To offset print a book requires a certain amount of "setup" work to create the master plates. I've never paid someone to offset print a book, but I've had one-page flyers and the like printed, and the printer has charged me to 0 to create the plate. I'm sure that includes some administrative overhead so a 200 page book probably isn't 200 times that, but that's the ballpark. So several thousand dollars anyway to make all the plates for a book. (If anyone on here has more precise number, please jump in. I tried Googling but the on-line printers I found all want me to fill out a form with my phone number and they'll call back with a quote. Didn't want to get into that.) If you then printed one copy and threw the plates away, it would cost you thousands of dollars for that one copy. If you printed a million copies, the cost of the plates divided by 1 million comes to a fraction of a penny per copy, practically nothing.

With print-on-demand, there is essentially zero setup cost. It's like printing a file on your computer printer: you send the file and it's done.

But offset printers are much faster than computer printers, technically simpler, and easier to maintain. So the cost per copy is small.

The end result of all this is that if you're printing a small number of copies, POD is cheaper. If you're printing a lot of copies, offset printing is cheaper. The exact breakpoint depends on a lot of factors, but it's on the order of several hundred copies.

But printing isn't the only cost. You also have to consider storing and shipping. With POD, you print copies as customers buy them. Storage cost is zero. With offset printing, you print thousands of copies. When they are all sold, you print thousands more. In the meantime you have to store them somewhere. You have to ship them to the warehouse, pay people to unload them from the truck and put them on shelves, and then when they're sold retrieve them from these shelves. And of course the warehouse costs something to build, and you have to heat it in the winter and cool it in the summer and keep the rain out and so on so the books aren't damaged. You have to keep track of how many copies are in the warehouse and where they are.
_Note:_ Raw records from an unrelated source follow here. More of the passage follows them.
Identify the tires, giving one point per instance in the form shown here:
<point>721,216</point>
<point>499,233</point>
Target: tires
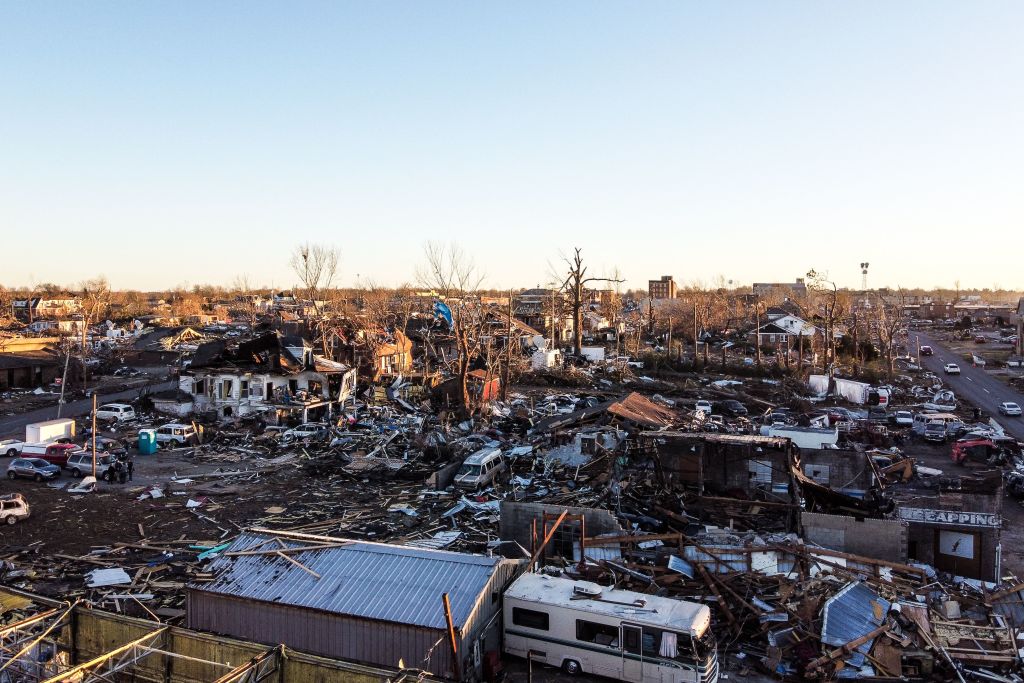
<point>571,668</point>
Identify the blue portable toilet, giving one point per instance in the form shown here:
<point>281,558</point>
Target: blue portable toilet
<point>146,441</point>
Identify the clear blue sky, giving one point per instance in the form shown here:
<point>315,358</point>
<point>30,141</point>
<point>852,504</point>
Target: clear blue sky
<point>178,142</point>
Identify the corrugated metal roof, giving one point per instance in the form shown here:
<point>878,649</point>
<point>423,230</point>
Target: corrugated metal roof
<point>854,611</point>
<point>367,580</point>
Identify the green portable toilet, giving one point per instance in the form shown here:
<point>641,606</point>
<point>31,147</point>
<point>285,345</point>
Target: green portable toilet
<point>146,441</point>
Sometimes there are accidents or mistakes and copies are lost or damaged. All this costs money.

With POD, if you only sell 5 copies, you don't make much money but you don't lose anything. With offset printing, if you print 10,000 copies and only sell 5, you're out all the money you spent to print those 10,000 copies.

So in practice, the per copy cost of a POD book is usually higher than an offset printed book. But it's usually preferred by self-published authors because it requires little or no up-front investment and no risk of being stuck with unsold copies.